На Грете было кобальтовое платье без рукавов, гармонирующее с цветом глаз.
— Что будем делать? — спросила она.
— Может, сходим в музей?
— В какой?
— Вообще-то я дико люблю Босха. Знаешь его «Страшный Суд», триптих с разными прекрасными чудовищами? Кажется, он где-то в Вене.

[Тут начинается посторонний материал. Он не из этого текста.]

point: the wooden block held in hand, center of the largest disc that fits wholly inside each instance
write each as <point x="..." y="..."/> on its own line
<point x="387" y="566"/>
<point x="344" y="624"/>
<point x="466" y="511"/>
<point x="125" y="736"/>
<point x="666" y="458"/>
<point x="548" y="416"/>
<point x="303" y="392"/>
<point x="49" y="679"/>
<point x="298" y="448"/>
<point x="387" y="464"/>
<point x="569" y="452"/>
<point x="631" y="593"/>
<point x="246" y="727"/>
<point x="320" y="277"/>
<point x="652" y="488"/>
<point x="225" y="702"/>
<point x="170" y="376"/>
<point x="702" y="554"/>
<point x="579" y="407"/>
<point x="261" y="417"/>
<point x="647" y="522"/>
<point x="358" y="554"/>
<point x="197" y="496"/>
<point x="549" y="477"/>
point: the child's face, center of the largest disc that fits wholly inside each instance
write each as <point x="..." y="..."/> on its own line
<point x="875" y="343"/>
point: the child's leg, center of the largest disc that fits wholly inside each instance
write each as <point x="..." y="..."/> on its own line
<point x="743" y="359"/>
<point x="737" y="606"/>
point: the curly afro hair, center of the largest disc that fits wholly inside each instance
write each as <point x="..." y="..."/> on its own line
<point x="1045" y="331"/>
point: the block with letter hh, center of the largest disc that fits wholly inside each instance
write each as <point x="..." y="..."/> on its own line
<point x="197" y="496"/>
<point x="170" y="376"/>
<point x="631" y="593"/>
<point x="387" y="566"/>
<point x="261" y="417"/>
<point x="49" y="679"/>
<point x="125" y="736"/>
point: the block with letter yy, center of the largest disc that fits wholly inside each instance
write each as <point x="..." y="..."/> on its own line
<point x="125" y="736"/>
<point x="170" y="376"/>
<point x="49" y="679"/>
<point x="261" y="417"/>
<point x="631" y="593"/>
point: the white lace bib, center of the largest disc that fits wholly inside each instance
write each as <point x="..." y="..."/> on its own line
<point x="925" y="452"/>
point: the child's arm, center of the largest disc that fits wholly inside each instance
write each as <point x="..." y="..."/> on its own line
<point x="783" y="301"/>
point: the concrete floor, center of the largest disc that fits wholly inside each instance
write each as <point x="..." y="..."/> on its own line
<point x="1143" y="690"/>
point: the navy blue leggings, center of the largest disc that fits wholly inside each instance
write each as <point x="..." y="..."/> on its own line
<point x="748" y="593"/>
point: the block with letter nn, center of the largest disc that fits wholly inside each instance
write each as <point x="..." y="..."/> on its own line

— Да, точно, — подтвердила Грета. — Это в Академии изящных искусств.
— Пошли туда?
— Можно, конечно, сходить. А ты не хочешь что-нибудь посовременнее?
— Например?
— Например, Сецессион.
— А по-русски?
— Объединение художников. Ты разве не слыхал о югендстиле? — Грета смотрела на меня с удивлением, и я вспомнил себя, шепчущего ей в стогу сена: «Грета, ты разве не знаешь, кто такой Эдгар Дега?»
— Вообще-то нет, — признался я.
— Климт? Шиле? — Грета была явно озадачена.
— Да, я слышал о них. Но давай все-таки сначала посмотрим Босха?
— Можем и туда, и туда. Это рядом.
Мы шли по широкой Картнер-штрассе мимо здания Венской оперы. Я припомнил горчайший анекдот о старой ленинградской еврейке, наконец-то получившей разрешение на выезд после изматывающего десятилетия постоянных отказов и переподач документов. Ее муж умер «в отказе», не дожив до отъезда. В свой первый же вечер в Вене она пошла в оперу, где и свалилась замертво от разрыва сердца во время финала «Аиды».
— Не люблю я Босха, — сказала Грета, когда мы выходили из Академии. — Слишком депрессивно. Что это за Страшный Суд, если никто не спасется? Не могут же они все быть грешниками. Хоть кто-нибудь достоин спасения.
— А мне как раз нравится, — откликнулся я. — Никто не спасется. Вот это да! Тотальное наказание для человечества.
Мы молча прошли пару кварталов. То, что Грета называла Сецессионом, оказалось зданием из белого камня, которое я мог бы принять за синагогу или, возможно, за мечеть, если бы не отсутствие минарета. Крышу здания венчал купол, покрытый золотым листом. Лики трех муз украшали фасад. Две строчки золоченого германского письма блестели на фризе. Я узнал слово «Kunst».
«Времени — свое искусство, искусству — свободу», — перевела мне Грета. Ее глаза блестели.
Осмотрев коллекцию Сецессиона, мы отправились искать место, где можно пообедать.
— Я угощаю, — сказала Грета. — Ты пригласишь меня в следующий раз.
«Когда только это произойдет?» — мелькнуло у меня в голове.